What is Cash Flow?

Legal Definition
A cash flow describes a real or virtual movement of money:

  • a cash flow in its narrow sense is a payment (in a currency), especially from one central bank account to another; the term 'cash flow' is mostly used to describe payments that are expected to happen in the future, are thus uncertain and therefore need to be forecasted with cash flows;
  • a cash flow is determined by its time t, nominal amount N, currency CCY and account A; symbolically CF = CF(t,N,CCY,A).
  • it is however popular to use cash flow in a less specified sense describing (symbolic) payments into or out of a business, project, or financial product.

Cash flows are narrowly interconnected with the concepts of value, interest rate and liquidity. A cash flow that shall happen on a future day tN can be transformed into a cash flow of the same value in t0.

Cash flow analysis

Cash flows are often transformed into measures that give information e.g. on a company's value and situation:

  • to determine a project's rate of return or value. The time of cash flows into and out of projects are used as inputs in financial models such as internal rate of return and net present value.
  • to determine problems with a business's liquidity. Being profitable does not necessarily mean being liquid. A company can fail because of a shortage of cash even while profitable.
  • as an alternative measure of a business's profits when it is believed that accrual accounting concepts do not represent economic realities. For instance, a company may be notionally profitable but generating little operational cash (as may be the case for a company that barters its products rather than selling for cash). In such a case, the company may be deriving additional operating cash by issuing shares or raising additional debt finance.
  • cash flow can be used to evaluate the 'quality' of income generated by accrual accounting. When net income is composed of large non-cash items it is considered low quality.
  • to evaluate the risks within a financial product, e.g., matching cash requirements, evaluating default risk, re-investment requirements, etc.

Cash flow notion is based loosely on cash flow statement accounting standards. the term is flexible and can refer to time intervals spanning over past-future. It can refer to the total of all flows involved or a subset of those flows. Subset terms include net cash flow, operating cash flow and free cash flow.
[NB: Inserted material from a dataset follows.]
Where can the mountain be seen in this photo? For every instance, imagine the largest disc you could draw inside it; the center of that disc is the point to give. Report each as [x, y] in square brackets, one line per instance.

Symptoms of cash flow problems. There are many reasons a business can suffer cash flow problems – some are down to mismanagement and poor decisions, and in some cases factors outside of your control. Any of the following symptoms can indicate that a business is experiencing cash flow problems:

  • Up to overdraft limit – no headroom / returned payments
  • Stretch to pay salaries each month
  • Trade creditor arrears
  • Taxation arrears
  • Rent arrears
  • No working capital ‘buffer’ – surviving day to day
  • Negative working capital on balance sheet – over geared / losses?
  • Lack of funds for remedial action (redundancies / premises relocation)
  • Lack of profitability – insufficient to support owner / manager’s lifestyle
  • Unable to pay for professional advice

Cash flow problems can be avoided through good credit management; the Chartered Institute of Credit Management has produced a series of Managing Cash flow Guides which are available on its website (see references) which have been dowloaded more than 500,000 times at December 2015
-- Wikipedia
Legal Definition
The total amount of money being transferred into and out of a business, esp. as affecting liquidity.